Unraveling a new molecular link between Wnt signaling and IGF1 in the chondrocyte and its therapeutic implications for osteoarthritis

Osteoarthritis is the most common chronic joint disease worldwide, in
which progressive joint damage leads to pain and disability.
Currently, no therapeutic strategies are available that revert or stop
the progression of the disease. In osteoarthritis, cartilage cells often
develop abnormal differentiation towards hypertrophy, which
contributes to joint destruction. These changes are associated with
excessive activation of Wnt signaling. However, how Wnt signaling
triggers hypertrophic differentiation is largely unknown. We have
preliminary evidence that excessive Wnt increases local production
of insulin growth factor-1 (IGF1), a key player in the hypertrophy
process in bone development. Here, we aim to find out how Wnt
increases IGF1 and whether the downstream effects of this
interaction impact osteoarthritis.
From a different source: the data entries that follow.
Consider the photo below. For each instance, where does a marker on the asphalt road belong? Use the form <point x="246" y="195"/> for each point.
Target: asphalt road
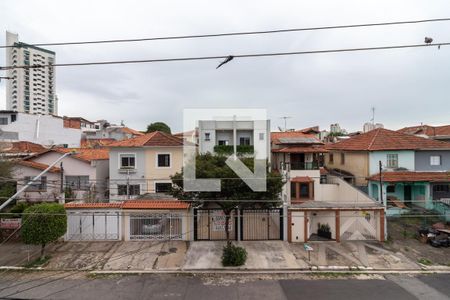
<point x="78" y="286"/>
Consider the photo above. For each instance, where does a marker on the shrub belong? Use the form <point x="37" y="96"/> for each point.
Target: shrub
<point x="233" y="255"/>
<point x="43" y="223"/>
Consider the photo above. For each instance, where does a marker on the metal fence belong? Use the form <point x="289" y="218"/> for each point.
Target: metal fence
<point x="156" y="226"/>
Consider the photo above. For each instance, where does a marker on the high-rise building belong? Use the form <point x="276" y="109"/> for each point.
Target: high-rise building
<point x="30" y="90"/>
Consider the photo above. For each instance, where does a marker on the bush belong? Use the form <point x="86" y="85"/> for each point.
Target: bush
<point x="233" y="255"/>
<point x="43" y="223"/>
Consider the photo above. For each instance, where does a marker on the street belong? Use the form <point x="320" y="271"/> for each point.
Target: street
<point x="76" y="285"/>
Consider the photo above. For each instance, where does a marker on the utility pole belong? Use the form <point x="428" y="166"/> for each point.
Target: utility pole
<point x="285" y="121"/>
<point x="34" y="179"/>
<point x="62" y="198"/>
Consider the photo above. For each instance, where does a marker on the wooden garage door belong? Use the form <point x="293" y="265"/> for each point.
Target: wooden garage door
<point x="90" y="226"/>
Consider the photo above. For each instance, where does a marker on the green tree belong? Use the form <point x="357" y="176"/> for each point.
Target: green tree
<point x="43" y="223"/>
<point x="235" y="193"/>
<point x="158" y="126"/>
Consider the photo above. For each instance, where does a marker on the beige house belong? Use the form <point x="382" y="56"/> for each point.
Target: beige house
<point x="144" y="164"/>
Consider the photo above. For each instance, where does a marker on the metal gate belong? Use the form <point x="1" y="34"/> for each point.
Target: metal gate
<point x="156" y="226"/>
<point x="261" y="224"/>
<point x="90" y="226"/>
<point x="255" y="224"/>
<point x="209" y="225"/>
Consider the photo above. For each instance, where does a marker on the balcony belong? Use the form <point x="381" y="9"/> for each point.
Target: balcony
<point x="228" y="149"/>
<point x="305" y="165"/>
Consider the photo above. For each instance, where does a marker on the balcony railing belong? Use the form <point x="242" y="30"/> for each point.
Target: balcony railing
<point x="305" y="165"/>
<point x="228" y="149"/>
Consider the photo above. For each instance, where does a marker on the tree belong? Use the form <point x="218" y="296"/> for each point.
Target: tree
<point x="158" y="126"/>
<point x="7" y="184"/>
<point x="43" y="223"/>
<point x="235" y="193"/>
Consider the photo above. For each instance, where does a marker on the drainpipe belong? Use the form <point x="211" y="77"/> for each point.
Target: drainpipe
<point x="34" y="179"/>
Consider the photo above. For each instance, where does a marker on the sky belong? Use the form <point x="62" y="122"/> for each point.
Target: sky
<point x="406" y="86"/>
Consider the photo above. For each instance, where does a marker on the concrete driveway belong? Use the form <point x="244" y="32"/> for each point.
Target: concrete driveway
<point x="260" y="255"/>
<point x="354" y="253"/>
<point x="107" y="255"/>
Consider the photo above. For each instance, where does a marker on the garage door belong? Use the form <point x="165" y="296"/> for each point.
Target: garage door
<point x="90" y="226"/>
<point x="156" y="226"/>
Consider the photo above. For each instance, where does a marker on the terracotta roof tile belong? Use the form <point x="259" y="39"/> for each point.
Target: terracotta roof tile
<point x="384" y="139"/>
<point x="39" y="166"/>
<point x="412" y="176"/>
<point x="152" y="204"/>
<point x="302" y="179"/>
<point x="93" y="205"/>
<point x="156" y="138"/>
<point x="298" y="149"/>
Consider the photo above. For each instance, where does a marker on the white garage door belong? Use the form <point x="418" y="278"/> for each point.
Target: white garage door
<point x="90" y="226"/>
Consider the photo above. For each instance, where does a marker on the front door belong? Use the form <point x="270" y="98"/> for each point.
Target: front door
<point x="407" y="194"/>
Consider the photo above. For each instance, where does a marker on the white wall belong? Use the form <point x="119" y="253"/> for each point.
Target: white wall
<point x="41" y="129"/>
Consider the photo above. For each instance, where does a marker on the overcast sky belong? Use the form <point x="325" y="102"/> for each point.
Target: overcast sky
<point x="406" y="86"/>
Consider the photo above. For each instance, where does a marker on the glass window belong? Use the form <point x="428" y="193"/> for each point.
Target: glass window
<point x="435" y="160"/>
<point x="261" y="136"/>
<point x="244" y="141"/>
<point x="392" y="161"/>
<point x="133" y="189"/>
<point x="78" y="182"/>
<point x="127" y="161"/>
<point x="39" y="185"/>
<point x="163" y="160"/>
<point x="163" y="187"/>
<point x="390" y="189"/>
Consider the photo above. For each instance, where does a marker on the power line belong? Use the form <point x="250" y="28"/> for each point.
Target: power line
<point x="241" y="33"/>
<point x="255" y="55"/>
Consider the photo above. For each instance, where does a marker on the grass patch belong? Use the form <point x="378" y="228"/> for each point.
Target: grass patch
<point x="39" y="262"/>
<point x="425" y="261"/>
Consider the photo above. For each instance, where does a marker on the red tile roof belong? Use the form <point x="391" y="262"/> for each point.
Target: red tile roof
<point x="302" y="179"/>
<point x="93" y="143"/>
<point x="412" y="176"/>
<point x="86" y="154"/>
<point x="24" y="147"/>
<point x="93" y="205"/>
<point x="298" y="149"/>
<point x="427" y="130"/>
<point x="132" y="131"/>
<point x="384" y="139"/>
<point x="155" y="139"/>
<point x="152" y="204"/>
<point x="36" y="165"/>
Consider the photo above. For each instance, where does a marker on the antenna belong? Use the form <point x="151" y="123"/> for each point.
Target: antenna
<point x="373" y="115"/>
<point x="285" y="121"/>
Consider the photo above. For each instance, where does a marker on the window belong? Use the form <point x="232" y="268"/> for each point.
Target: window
<point x="441" y="188"/>
<point x="39" y="185"/>
<point x="78" y="182"/>
<point x="261" y="136"/>
<point x="435" y="160"/>
<point x="163" y="160"/>
<point x="392" y="161"/>
<point x="127" y="161"/>
<point x="244" y="141"/>
<point x="163" y="187"/>
<point x="390" y="189"/>
<point x="133" y="189"/>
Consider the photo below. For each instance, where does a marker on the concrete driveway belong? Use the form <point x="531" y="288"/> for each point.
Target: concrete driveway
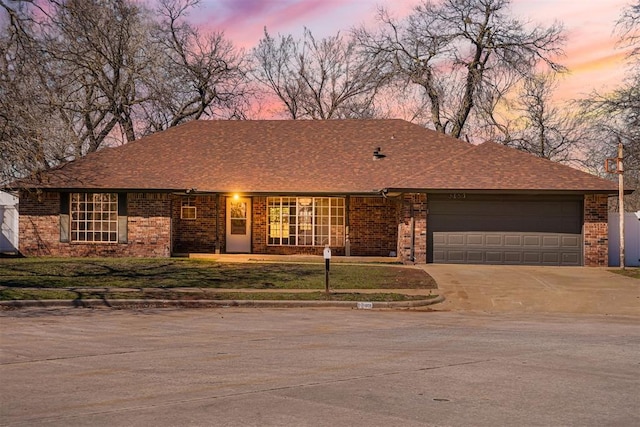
<point x="529" y="289"/>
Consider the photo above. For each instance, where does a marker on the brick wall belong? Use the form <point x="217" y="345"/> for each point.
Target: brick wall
<point x="373" y="225"/>
<point x="198" y="235"/>
<point x="412" y="229"/>
<point x="148" y="228"/>
<point x="596" y="240"/>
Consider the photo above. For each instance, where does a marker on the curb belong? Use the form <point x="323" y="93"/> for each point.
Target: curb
<point x="162" y="303"/>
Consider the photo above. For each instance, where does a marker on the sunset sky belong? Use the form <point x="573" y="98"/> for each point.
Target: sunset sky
<point x="594" y="60"/>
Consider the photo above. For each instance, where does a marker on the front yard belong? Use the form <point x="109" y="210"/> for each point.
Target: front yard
<point x="175" y="278"/>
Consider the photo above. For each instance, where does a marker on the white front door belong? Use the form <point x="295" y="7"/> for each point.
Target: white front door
<point x="238" y="225"/>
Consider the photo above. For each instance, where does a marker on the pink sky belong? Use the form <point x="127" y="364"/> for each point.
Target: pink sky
<point x="591" y="55"/>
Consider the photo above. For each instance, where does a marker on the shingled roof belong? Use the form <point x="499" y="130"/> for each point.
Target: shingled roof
<point x="332" y="156"/>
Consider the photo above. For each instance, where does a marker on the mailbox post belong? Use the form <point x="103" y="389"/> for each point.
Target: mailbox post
<point x="327" y="259"/>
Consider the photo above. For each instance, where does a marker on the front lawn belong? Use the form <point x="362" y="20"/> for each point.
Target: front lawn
<point x="64" y="278"/>
<point x="629" y="272"/>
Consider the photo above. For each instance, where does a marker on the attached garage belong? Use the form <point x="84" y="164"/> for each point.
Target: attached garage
<point x="494" y="229"/>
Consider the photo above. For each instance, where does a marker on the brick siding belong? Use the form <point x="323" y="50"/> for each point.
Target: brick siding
<point x="373" y="225"/>
<point x="413" y="224"/>
<point x="148" y="228"/>
<point x="199" y="235"/>
<point x="596" y="229"/>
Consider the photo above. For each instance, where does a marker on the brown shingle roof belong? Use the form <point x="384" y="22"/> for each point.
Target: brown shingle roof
<point x="492" y="166"/>
<point x="334" y="156"/>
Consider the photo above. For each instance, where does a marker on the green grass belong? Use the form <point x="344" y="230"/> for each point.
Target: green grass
<point x="56" y="278"/>
<point x="629" y="272"/>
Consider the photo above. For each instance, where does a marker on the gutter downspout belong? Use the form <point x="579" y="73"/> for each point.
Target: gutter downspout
<point x="217" y="248"/>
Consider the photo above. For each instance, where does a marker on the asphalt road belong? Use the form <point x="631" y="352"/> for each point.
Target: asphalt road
<point x="316" y="367"/>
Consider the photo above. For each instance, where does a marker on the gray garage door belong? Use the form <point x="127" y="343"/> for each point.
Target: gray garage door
<point x="476" y="229"/>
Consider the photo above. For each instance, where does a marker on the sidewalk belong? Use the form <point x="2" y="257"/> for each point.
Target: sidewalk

We will also explore therapeutic
implications for the disease. We will use a translational research
approach including state-of-the-art technologies in the analysis of
patient-derived cells and explants, combined with different mouse
models of osteoarthritis. An important tool will be a new genetic
mouse model with cartilage-specific inducible loss of the Igf1 gene. A
successful project will lead to the identification of molecular events
that trigger key disease-associated changes in cartilage, and may
contribute to opportunities for osteoarthritis therapy.